Escribir en España es llorar. Lo
dijo Mariano José de Larra y la frase quedó
inmortalizada. De manera que quienes escriben en periódicos
deberían saber a lo que se exponen cuando toman semejante
decisión. De nada vale, pues, quejarse luego amargamente de
las desdichas por no haber sabido hacer uso de la pluma en
según qué momentos.
La libertad no existe ni ha existido nunca, pero hay que
comportarse como si existiera y buscarla, decía no ha mucho
un reputado director de periódico extranjero. Y yo añado: y
hacerlo de forma que no se pierda predicamento.

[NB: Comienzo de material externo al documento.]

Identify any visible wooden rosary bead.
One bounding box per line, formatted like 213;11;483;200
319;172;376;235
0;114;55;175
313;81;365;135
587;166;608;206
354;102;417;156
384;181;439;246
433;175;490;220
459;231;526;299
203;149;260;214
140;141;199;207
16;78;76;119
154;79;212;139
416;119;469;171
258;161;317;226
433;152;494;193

La censura, como todo lo malo, tuvo, y tiene, también su
parte positiva: obligó a muchos periodistas a escribir con
sumo talento para eludir a los censores. De no haber sido
así, a lo mejor no habrían conseguido el prestigio que
alcanzaron. Los menos dotados, o tal vez quienes tenían
madera de héroes y buscaban el ataque directo para
sobresalir, perdieron la batalla. Por lo tanto, a buenas
horas mangas verdes se ponen a contarnos sus aflicciones. Ya
tuvieron su oportunidad de demostrar que eran rebeldes y
capaces de ponerse el mundo por montera.
Albert Camus siempre decía que un hombre rebelde es
el que dice no cuando cree que ha llegado su hora de
decirlo. Con lo de Camus estoy de acuerdo. Si bien le faltó
decir a tan grande escritor que el rebelde ha de apechugar
con las consecuencias derivadas de ese estado placentero que
es decir aquí mandan mis huevos y se hace lo que yo quiero.
Yo recuerdo, y perdonen que personalice, que mi rebeldía
como entrenador de fútbol me hizo pasar momentos deleitosos.
Allí estaba yo siempre que se daban razones adecuadas
dispuesto a no dar mi brazo a torcer. Y, claro, llegó un día
en el cual me di cuenta de que aquella postura me estaba
privando de hacer carrera en la profesión.
Mas como yo disfrutaba de lo lindo con mi forma de defender
mi libertad, preferí dejar los banquillos -donde, por
cierto, ganaba una pasta gansa- y me dediqué a otros
menesteres. Eso sí: partiendo de cero y cobrando dineros que
no me permitían cubrir mis necesidades más elementales.
No obstante, nadie me vio quejarme de estar más tieso que
una mojama y jamás dejé de pagar mis trampas. Y, desde
luego, nunca he creído conveniente hacer un drama de la
otrora faceta de técnico en la cual había conseguido hacerme
un sitio la mar de apañado.
Ahora no se prohíbe decir nada en los periódicos -al menos
en el que yo escribo todavía-; no se le dice a nadie lo que
puede o no decir; pero yo sé lo que puedo o no puedo decir,
dependiendo de dónde estoy y quién me paga. Y si no lo
supiera, pues seguramente haría ya mucho tiempo que no
estaría aquí. Por incompatibilidad de caracteres con el
editor. Cuya misión principal, cual empresario, es ganar
dinero, tras haber pagado la nómina a sus empleados. Y aun
así, o sea, asumida la cuestión, créanme que a veces
disentimos hasta el punto de que la ruptura planea sobre
nuestras cabezas.
Porque sigo creyendo que si la libertad significa algo,
sería sobre todo el derecho a decirle a la gente aquello que
no quiere oír. Basado, por supuesto, en hecho tan evidente
como que dos y dos son cuatro, cuando ésto está acordado.
Pero esa verdad, y esa libertad para expresarla, tiene
cabida en unos medios y en otros no.
Ahora bien, yo siempre expongo el mismo ejemplo: el político
tal camina con su curda a cuesta y le da por mearse en la
calle. La noticia se debe publicar, por encima de todo. Sin
embargo, en según qué periódico se le dispensará la
marranada por problemas de próstata. Es lo que se llama,
fina e hipócritamente, la tendencia favorable del editorial.